Jakarta (ANTARA) - Pakar kesehatan Prof. Dr. dr. Akmal Taher merekomendasikan strategi yang bisa dilakukan masyarakat dan tenaga medis untuk menekan atau bahkan menghentikan laju kasus COVID-19 di Indonesia dengan mengikuti 3M dan 3T.
"Masyarakat mengikuti 3M (memakai masker, menjaga jarak dan rajin mencuci tangan), bagian tenaga kesehatan 3T yakni tracing (testing, treatment) atau mencari yang positif, tidak hanya menunggu, lalu tes. Kalau positif isolasi (pasien) sehingga tidak menularkan," kata Akmal yang merupakan pakar bidang urologi, dalam sebuah diskusi daring, Sabtu.
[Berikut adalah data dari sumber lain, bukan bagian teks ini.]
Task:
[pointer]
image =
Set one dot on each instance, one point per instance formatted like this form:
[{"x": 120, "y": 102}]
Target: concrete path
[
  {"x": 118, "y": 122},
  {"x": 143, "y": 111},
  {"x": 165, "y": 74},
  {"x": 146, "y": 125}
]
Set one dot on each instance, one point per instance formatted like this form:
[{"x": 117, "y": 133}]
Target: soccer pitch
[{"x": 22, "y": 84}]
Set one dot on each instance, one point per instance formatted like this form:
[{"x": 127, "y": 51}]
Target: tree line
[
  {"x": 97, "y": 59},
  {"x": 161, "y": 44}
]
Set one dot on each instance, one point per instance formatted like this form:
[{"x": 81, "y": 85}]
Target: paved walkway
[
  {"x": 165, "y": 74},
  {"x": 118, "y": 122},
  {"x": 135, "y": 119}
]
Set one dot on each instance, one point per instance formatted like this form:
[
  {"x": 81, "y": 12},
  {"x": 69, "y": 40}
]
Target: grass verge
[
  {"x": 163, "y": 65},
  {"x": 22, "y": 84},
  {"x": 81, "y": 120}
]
Menurut Akmal yang merupakan mantan Kepala Bidang Penanganan Kesehatan Satuan Tugas Penanganan COVID-19, supaya seluruh masyarakat mau menerapkan 3M, tak cukup hanya diberi tahu tetapi perlu ada tindak lanjut agar 3M menjadi bagian perilaku di masyarakat. Komunitas bisa berperan menjangkau masyarakat melalui pendekatan masing-masing.
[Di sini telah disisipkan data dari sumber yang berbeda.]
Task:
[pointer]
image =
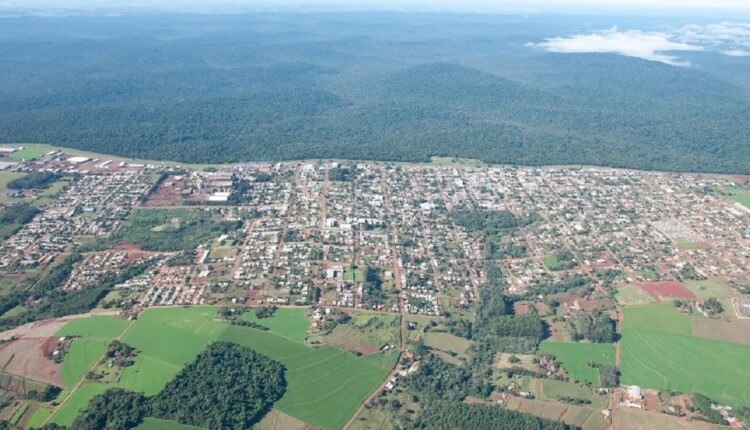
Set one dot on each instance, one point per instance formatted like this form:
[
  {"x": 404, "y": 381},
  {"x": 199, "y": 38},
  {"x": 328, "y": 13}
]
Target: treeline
[{"x": 227, "y": 386}]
Baca juga: Penerapan protokol kesehatan di rumah cegah munculnya klaster keluarga
Baca juga: Adakah senam jantung khusus untuk cegah COVID-19?
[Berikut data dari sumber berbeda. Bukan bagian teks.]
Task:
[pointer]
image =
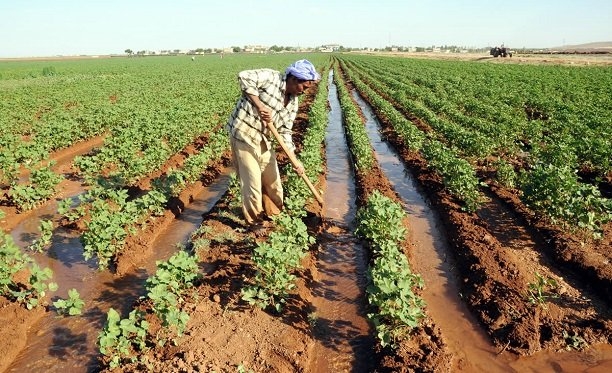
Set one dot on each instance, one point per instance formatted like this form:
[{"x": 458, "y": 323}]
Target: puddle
[
  {"x": 344, "y": 338},
  {"x": 442, "y": 293},
  {"x": 69, "y": 343}
]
Penanganan pandemi COVID-19 di Vietnam mungkin bisa menjadi contoh. Masyarakat diminta membayangkan COVID-19 sebagai musuh atau penjajah negeri mereka di masa lalu. Hal ini menjadi salah satu alasan tak ada transmisi lokal di Vietnam selama beberapa minggu terakhir.
Duta Besar Indonesia untuk Vietnam, Ibnu Hadi pernah mengatakan, masyarakat di sana patuh melaksanakan aturan pemerintah. Di sisi lain, pemerintah juga langsung mengambil langkah saat ada potensi penyebaran. Sejauh ini, Vietnam tercatat memiliki 1069 kasus positif, dengan 35 kematian dan 1020 pasien berhasil sembuh.
Lebih lanjut, terkait tracing, seperti saran Organisasi Kesehatan Dunia (WHO), para tenaga kesehatan perlu mencari setidaknya 30 orang yang berkontak erat dengan pasien positif COVID-19 selama dua minggu terakhir. Mereka ini harus ditemukan setidaknya dalam waktu 3x24 jam.
Bagaimana caranya? Merujuk pada upaya pemerintah di Thailand, mereka menggandeng satu juta relawan untuk melakukan tracing ini.
Di Indonesia, menurut Akmal, hal ini salah satunya bisa dilakukan memanfaatkan puskesmas. Tenaga kesehatan di puskesmas cenderung lebih banyak berkontak dengan masyarakat ketimbang rumah sakit.
"Kembali ke puskesmas, tidak mungkin dikerjakan di rumah sakit. Karena masyarakat perlu terlibat banyak dan yang paling dekat dengan masyarakat adalah puskesmas, puskesmasnya harus dibantu bekerja dengan lebih baik," tutur Akmal.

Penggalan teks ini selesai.